July 9, 2020
Dallas-based Rave Restaurant Group has been struggling, but now the U.S. Securities and Exchange Commission has weighed in on the matter, issuing the parent company of Pie Five and Pizza Inn a form 8K, the official notice that the company is at risk of being delisted from Nasdaq.
On July 1, Nasdaq told the company that based on its most recent quarterly report for the period that ended March 29, it was longer complying with Nasdaq's continued listing standard for minimum stockholders' equity of at least $2.5 million. The notice further advised that, as of July 1, the company wasn't meeting the alternative continued listing standards of either $35 million in market value of listed securities or $0.5 million in net income from continuing operations for the most recent fiscal year (or two of the three most recent fiscal years), according to the SEC filing.
Rave Restaurant Group has until Aug. 14 (45 calendar days) to provide authorities with a plan to get back into compliance; that would give them a 180-day extension to comply with the listing standards. The notice from Nasdaq has no immediate effect on the listing of the company's common stock on the Nasdaq Capital Market.

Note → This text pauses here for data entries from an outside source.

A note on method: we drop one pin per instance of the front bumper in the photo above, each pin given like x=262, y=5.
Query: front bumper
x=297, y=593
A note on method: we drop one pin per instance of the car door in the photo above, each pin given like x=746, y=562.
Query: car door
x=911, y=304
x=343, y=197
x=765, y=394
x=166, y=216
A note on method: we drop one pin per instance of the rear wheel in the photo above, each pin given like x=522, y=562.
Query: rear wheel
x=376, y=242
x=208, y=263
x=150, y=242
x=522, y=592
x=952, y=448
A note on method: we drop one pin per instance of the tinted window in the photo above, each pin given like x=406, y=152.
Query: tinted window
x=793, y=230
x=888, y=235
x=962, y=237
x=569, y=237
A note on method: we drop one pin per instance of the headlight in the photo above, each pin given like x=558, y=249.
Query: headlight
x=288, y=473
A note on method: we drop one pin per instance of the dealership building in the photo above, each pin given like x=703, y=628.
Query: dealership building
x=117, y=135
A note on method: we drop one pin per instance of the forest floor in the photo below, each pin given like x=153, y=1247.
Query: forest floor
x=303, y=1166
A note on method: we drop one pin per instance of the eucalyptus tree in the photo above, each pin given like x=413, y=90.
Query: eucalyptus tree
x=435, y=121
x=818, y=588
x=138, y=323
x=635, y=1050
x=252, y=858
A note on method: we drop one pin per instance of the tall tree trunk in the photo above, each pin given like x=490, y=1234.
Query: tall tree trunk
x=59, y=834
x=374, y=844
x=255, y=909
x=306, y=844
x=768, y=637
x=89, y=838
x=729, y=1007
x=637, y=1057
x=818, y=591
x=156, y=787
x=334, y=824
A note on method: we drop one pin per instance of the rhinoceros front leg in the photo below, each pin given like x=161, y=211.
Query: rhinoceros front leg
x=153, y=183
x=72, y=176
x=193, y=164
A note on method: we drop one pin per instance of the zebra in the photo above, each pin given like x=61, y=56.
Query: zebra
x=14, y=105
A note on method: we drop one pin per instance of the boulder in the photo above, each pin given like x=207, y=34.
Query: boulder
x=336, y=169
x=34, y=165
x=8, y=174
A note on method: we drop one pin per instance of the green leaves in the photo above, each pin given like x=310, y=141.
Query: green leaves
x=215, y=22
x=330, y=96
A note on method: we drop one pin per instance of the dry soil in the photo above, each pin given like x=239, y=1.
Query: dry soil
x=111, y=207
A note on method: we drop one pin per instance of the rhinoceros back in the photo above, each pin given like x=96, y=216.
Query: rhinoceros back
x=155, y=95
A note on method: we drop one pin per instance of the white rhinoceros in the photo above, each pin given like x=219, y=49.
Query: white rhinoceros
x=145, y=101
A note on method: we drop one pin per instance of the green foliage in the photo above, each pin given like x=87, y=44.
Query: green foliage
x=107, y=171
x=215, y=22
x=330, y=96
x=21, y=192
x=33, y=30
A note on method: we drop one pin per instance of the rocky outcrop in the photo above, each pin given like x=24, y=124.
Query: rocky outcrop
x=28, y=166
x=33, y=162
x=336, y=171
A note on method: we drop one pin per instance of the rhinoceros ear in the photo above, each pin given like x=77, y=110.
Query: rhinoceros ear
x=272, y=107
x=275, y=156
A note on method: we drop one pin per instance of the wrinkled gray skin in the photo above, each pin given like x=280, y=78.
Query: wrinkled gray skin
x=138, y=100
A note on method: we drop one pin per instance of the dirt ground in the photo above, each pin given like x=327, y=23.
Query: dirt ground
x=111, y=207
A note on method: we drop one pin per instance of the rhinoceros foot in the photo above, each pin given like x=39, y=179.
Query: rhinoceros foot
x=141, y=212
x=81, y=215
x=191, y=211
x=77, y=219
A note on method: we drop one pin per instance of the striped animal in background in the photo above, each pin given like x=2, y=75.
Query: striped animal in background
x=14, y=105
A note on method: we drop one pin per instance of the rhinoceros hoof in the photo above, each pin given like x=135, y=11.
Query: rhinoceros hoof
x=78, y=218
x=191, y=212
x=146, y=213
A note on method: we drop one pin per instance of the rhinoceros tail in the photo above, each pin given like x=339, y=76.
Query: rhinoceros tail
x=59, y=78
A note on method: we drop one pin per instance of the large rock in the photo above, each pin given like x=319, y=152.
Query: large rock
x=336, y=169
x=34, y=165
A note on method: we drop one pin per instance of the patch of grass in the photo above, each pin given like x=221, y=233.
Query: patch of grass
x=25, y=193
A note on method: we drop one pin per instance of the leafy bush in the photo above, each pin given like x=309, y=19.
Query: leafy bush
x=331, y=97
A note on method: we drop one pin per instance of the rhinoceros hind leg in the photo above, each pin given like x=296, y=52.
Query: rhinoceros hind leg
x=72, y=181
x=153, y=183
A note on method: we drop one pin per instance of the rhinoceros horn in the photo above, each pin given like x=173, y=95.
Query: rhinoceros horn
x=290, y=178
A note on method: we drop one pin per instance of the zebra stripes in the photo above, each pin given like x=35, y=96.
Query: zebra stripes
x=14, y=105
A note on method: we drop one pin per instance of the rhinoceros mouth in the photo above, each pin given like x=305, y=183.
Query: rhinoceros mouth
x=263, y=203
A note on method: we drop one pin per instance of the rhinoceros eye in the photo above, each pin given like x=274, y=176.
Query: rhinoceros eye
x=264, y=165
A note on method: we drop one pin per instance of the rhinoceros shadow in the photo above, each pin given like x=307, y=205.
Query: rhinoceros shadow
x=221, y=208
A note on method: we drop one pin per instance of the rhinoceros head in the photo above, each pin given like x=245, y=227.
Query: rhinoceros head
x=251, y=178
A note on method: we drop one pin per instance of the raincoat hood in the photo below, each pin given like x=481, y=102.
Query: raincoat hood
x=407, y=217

Rave told the SEC that it would submit a plan in time and work toward compliance, but ultimately final judgment is up to the Nasdaq.
At the end of June, Rave reported a brutal third quarter ending March 29, with Pie Five domestic comp-store sales down more than 21%, while comp sales at Pizza Inn dropped more than 7% compared with the previous year's third quarter.
The company has not responded to this website's request for additional information or comment.